Segundo nota à imprensa da Associação Brasileira de Frigoríficos (Abrafrigo), as exportações de carne bovina in natura e processada voltaram a crescer em maio tanto em volume como em receita graças ao mercado chinês, ao início das aquisições pela Arábia Saudita e a compras elevadas por parte do Egito.

No total de processada e in natura, as vendas em maio foram de 126,3 mil toneladas (em abril 108 mil t), com receita de US$ 490,8 milhões, contra 110,2 mil t e US$ 453,5 milhões em maio de 2015, elevações de 15% em volume e 8% em valores. As informações são da Secretaria de Comércio Exterior (Secex) do Ministério da Indústria, Comércio Exterior e Serviços (ex-Mdic), compiladas pela Abrafrigo.
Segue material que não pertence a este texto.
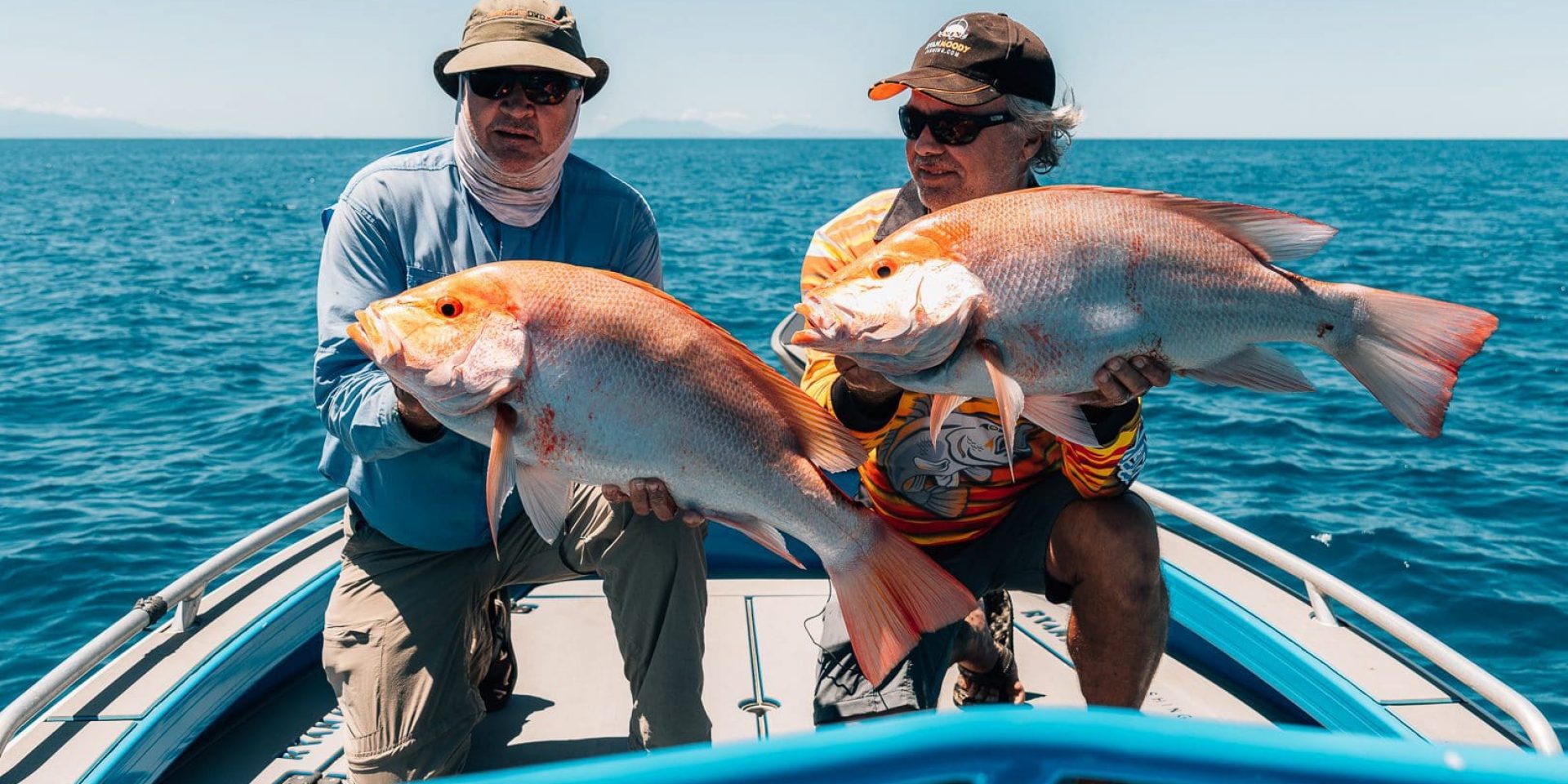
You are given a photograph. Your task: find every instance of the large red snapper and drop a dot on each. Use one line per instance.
(1022, 296)
(584, 375)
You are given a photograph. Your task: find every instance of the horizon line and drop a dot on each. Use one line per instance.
(233, 137)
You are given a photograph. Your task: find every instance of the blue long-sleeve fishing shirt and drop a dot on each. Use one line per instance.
(407, 220)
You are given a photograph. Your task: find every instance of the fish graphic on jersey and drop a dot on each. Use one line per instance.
(933, 475)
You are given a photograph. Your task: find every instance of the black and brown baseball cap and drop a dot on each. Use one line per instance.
(976, 59)
(510, 33)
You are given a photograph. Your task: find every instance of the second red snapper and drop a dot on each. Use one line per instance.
(1022, 296)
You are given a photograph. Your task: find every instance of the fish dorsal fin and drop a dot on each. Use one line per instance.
(1271, 235)
(822, 438)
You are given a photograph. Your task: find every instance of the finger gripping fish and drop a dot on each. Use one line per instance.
(591, 376)
(1022, 296)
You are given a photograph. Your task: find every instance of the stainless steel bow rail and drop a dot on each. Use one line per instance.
(1322, 586)
(184, 595)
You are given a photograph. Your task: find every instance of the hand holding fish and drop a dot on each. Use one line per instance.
(651, 496)
(869, 386)
(1123, 380)
(416, 419)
No acumulado do ano, a Abrafrigo informou que as exportações brasileiras atingiram 588,3 mil toneladas, com receita de US$ 2,23 bilhões. De janeiro a maio de 2015, o resultado era de 523,5 mil toneladas e US$ 2,21 bilhões, o que significa um crescimento de 12% no volume e 1% na receita das exportações em 2016.

Hong Kong, com 134 mil toneladas, e China, com 71,5 mil toneladas, foram os maiores compradores do produto brasileiro de janeiro a maio deste ano. Na sequência, aparecem: Egito, com 92,5 mil t; Rússia, 54,6 mil t; Irã, 36,6 mil t; e Chile, com 27 mil t.

China já responde por 35% das compras

Com a reabertura do mercado ocorrida em junho do ano passado e uma política de atenção ao seu mercado interno, onde há novos hábitos de consumo, a China se transformou, nos últimos 12 meses, no maior cliente para a carne bovina brasileira, informou a Abrafrigo.

Somando-se a parcela que ingressa no país por Hong Kong e a que entra diretamente no continente, as compras chinesas já respondem por 35% das exportações brasileiras de carne bovina in natura e processada.
“As importações chinesas mais do que compensam as quedas nas vendas para clientes tradicionais do Brasil como a Rússia e a Venezuela, que em 2015 compraram 57% e 41% menos, respectivamente, devido à crise que fez baixar os preços do petróleo no mercado internacional”, analisou Péricles Salazar, presidente executivo da Abrafrigo, na nota.

“No entanto, temos apenas 16 frigoríficos exportando diretamente para o mercado chinês e a Abrafrigo trabalha forte para ampliar este número, uma vez que o governo daquele país demonstrou sua intenção de elevar o número de fornecedores brasileiros”, completou o dirigente.